Nine helicopters dropped food to villages, airlifted a medical team, evacuated the injured and conducted damage assessments, Indian Home Secretary R.K. Singh said. Heavy construction equipment was used to clear some of the blocked roads, he said.
“The rescue and relief operations are in full swing though they were hampered… by poor weather,” he said.
At least 32 people died and 100 others were injured in the northeastern Indian state of Sikkim, where the quake was centered near India’s border with Nepal, Singh said. At least 10 of those killed worked for the same hydroelectric project, he said. It was not immediately clear how they died.
Seven other people were killed the neighboring Indian states of Bihar and West Bengal, he said. Seven people died in Nepal, and China’s official Xinhua News Agency reported seven deaths in Tibet.
Most of the deaths occurred when houses, already weakened from recent monsoon rains, collapsed due to the force of the quake.
While rescue workers managed to reach many cutoff villages, Singh said it was still unclear what the final toll might be.
“There may still be villages where people are trapped under collapsed houses that we have not been able to reach,” he said.
By midday Monday, workers had managed to clear landslides from one lane of the main highway connecting Sikkim, and an initial convoy of 75 paramilitary soldiers had started moving toward Mangan, the village closest to the quake’s epicenter, officials said. They still had not arrived Monday evening.
In Gangtok, Sikkim’s capital, police cordoned off the office of the state’s top elected official after the building was severely damaged in the quake, police Chief Jasbir Singh said.
Nepal’s government said seven people died there, including two men and a child who were killed when a brick wall toppled outside the British Embassy in the capital, Katmandu. Nearly 70 people were injured, some of them seriously, and were in hospitals across Nepal.

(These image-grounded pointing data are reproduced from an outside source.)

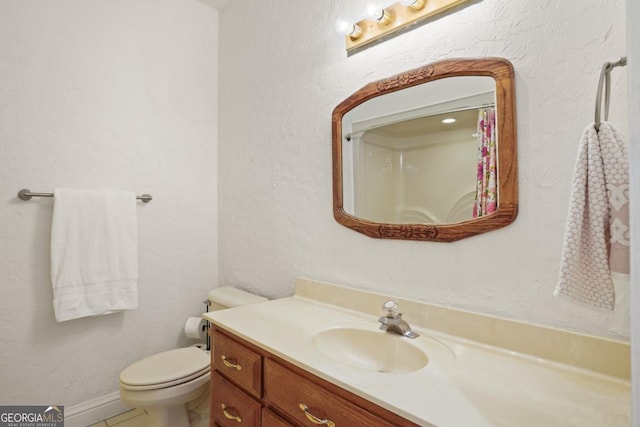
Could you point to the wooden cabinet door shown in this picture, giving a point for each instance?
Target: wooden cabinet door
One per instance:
(269, 419)
(232, 407)
(240, 364)
(311, 405)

TV broadcasters showed footage of buildings buckled, sidewalks cracked and two major roads collapsed in Gangtok, 42 miles southeast of the quake’s epicenter. The Indo-Tibetan Border Police said two of its buildings collapsed in Gangtok.
In India’s West Bengal state, utility workers toiled through the night to restore power to a large swathe of the state which plunged into darkness after power lines were snapped by the quake.
The quake, which was followed by several aftershocks, was felt as far away as the Indian capital. It caused some houses in China’s Himalayan region of Tibet to collapse and disrupted a border county’s telecommunications services, Xinhua said.
The region has been hit by major earthquakes in the past, including in 1950 and 1897.